The workshop continues its remorseless march across the modern world

Is there any more terrifying phrase in the modern English lexicon than ‘Sort yourself into small groups and discuss this please’?

You can’t get away from it. Every meeting or public speaking event these days has to feature one. Small-group discussion is de rigueur no matter what the context. I’m expecting a workshop now every time I turn up to something that has more than two people there. Next gig I go to I fully expect the band to do half their normal set and fill in the rest of the time getting people sorted into small groups with buttons they can press to signify agreement or disagreement.

This is especially the case when someone is being paid to give a talk. Why waste your time writing down something that might interest and entertain your audience, when you can get them to do your work for you? Why spend your days trying to work an hour’s talk into a proper shape when you can get away with fifteen to twenty minutes of introductory pap, and then fill up the rest of the time getting groups of three or four utterly bored and uninterested people to talk about it themselves, and then report their bored, piss-poor observations to the rest of the room, who all nod their heads and pretend that something worthwhile is being said?

British people generally don’t like this sort of thing, but they put up with it because it’s the latest done thing, and they don’t like to be seen making a fuss. (Americans may be more enthusiastic.) Anyone who tries to get out of it will immediately be publicly shamed — I know, I’ve tried it a few times, and it’s like saying you voted Brexit at women’s group meeting.

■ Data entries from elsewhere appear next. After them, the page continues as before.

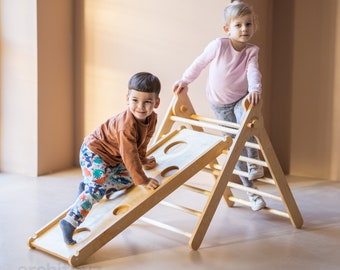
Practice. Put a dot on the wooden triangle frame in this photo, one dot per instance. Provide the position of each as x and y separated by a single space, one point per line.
111 217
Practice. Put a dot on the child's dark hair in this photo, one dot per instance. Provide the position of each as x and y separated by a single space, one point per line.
145 82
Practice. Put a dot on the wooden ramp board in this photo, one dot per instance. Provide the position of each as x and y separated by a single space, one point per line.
179 155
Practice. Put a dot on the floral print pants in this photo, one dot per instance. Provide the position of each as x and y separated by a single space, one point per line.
99 179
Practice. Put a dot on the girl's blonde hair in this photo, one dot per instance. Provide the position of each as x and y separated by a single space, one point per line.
238 9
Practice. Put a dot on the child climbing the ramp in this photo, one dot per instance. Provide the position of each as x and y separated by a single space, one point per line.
233 75
113 156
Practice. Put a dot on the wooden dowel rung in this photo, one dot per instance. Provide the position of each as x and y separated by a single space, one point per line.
203 124
271 210
253 145
196 189
253 161
215 121
255 191
165 226
182 208
266 180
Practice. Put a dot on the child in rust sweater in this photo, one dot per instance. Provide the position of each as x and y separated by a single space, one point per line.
113 156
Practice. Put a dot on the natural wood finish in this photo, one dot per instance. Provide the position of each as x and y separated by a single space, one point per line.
180 154
110 217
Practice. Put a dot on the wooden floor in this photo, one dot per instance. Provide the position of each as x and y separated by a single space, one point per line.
237 238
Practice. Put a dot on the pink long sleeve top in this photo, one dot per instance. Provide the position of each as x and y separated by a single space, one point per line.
232 74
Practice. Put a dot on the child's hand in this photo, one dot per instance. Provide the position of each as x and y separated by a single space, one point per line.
179 87
153 184
254 98
150 163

The level of aggression immediately displayed towards anyone who doesn’t play the game is quite disturbing.

Also, British people tend to think that the crapness of their discussions is down to their own inadequacies. But it’s not. Every discussion in a workshop setting — except for those where it’s really important to do it, and the people involved have a real motivation to do it well — is crap.

Small group discussion is, of course, suitable for seminars/tutorials at University. That’s their proper place, where the point is (or used to be) to develop bright young minds. But even there they’re mostly crap, and mostly painful for everyone involved. They’re not something you want to do again once you leave University. On the contrary, most people who’ve got their BA never want to do one ever again. If they do, they want it to be a high-level workshop with, say, other brilliant graduate students so they can finally have a tute which isn’t full of morons.

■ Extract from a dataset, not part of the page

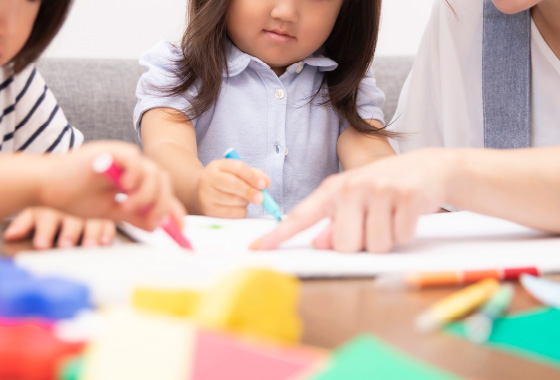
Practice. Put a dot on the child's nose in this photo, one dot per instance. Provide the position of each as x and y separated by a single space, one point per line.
285 10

But generally workshops outside the University context are even worse, because there’s no degree result at risk, and you’re just doing it to please your boss, or your wife or husband, and there’s no lecturer who really knows the area bringing some focus to the discussions, and filling in with useful material when conversation dries up. It’s just forty or ninety or whatever minutes of pain, when beforehand you’d gone in expecting to hear someone with some expertise talking about what it is they have expertise in, and giving you some knowledge, but instead you have to hear a load of people with no expertise in the area, including yourself, talking a load of embarrassing tosh to fill in the time because the person who supposed to have expertise either doesn’t have it, or they just couldn’t be bothered writing a proper talk.

The supposed rationale for workshops is supposed to be that you will absorb the material better if you’re engaged in it rather than being a passive recipient, and there is some truth in that if it’s a serious topic that you really want to know more about, and you have a pretty good idea already about it. But as anyone who ever went to a University tutorial/seminar unprepared can tell you (and that’s pretty much every Uni student), a tutorial/seminar that you go into without knowing anything about the topic is useless. And any tutorial/seminar that you go into where you aren’t really motivated to participate in properly is also a waste of time, even if you do know something about it.

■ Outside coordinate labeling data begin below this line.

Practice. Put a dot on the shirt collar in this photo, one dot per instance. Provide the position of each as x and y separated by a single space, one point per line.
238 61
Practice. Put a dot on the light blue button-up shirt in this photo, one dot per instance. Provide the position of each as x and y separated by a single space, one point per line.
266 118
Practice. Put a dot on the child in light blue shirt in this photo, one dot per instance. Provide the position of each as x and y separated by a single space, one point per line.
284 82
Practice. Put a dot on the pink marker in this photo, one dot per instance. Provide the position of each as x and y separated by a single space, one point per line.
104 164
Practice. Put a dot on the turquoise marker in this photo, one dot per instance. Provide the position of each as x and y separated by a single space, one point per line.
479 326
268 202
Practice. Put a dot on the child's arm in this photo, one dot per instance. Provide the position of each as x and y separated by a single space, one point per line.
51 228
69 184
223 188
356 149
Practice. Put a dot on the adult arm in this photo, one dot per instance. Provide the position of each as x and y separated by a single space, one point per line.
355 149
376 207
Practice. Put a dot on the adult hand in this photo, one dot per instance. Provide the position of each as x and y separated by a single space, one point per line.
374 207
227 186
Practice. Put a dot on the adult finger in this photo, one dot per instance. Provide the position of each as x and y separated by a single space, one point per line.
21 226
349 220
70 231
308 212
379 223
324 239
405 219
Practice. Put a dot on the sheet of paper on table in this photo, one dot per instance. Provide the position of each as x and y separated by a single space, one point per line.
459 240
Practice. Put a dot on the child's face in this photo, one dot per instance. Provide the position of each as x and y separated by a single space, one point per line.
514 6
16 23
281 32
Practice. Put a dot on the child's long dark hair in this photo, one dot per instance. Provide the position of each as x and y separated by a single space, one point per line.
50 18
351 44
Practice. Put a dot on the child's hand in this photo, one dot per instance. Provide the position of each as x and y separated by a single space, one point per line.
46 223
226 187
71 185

And I’ve even been to workshops (outside the University context) where the people involved were knowledgable, and were keen to learn, but it was still rubbish. That’s because workshops just don’t suit most occasions — generally it’s a very inefficient way of transferring knowledge. It’s also because, as I said above, a workshop is usually an excuse for lazy speakers to avoid doing the work they should have done and passing the buck to the idiots who were stupid enough to waste their time turning up.

So from now on I’ll never again attend anything — any sort of occasion at all — without first checking whether it involves a ‘workshop’. If it does, it will do so without the use of my forced labour as a part of it.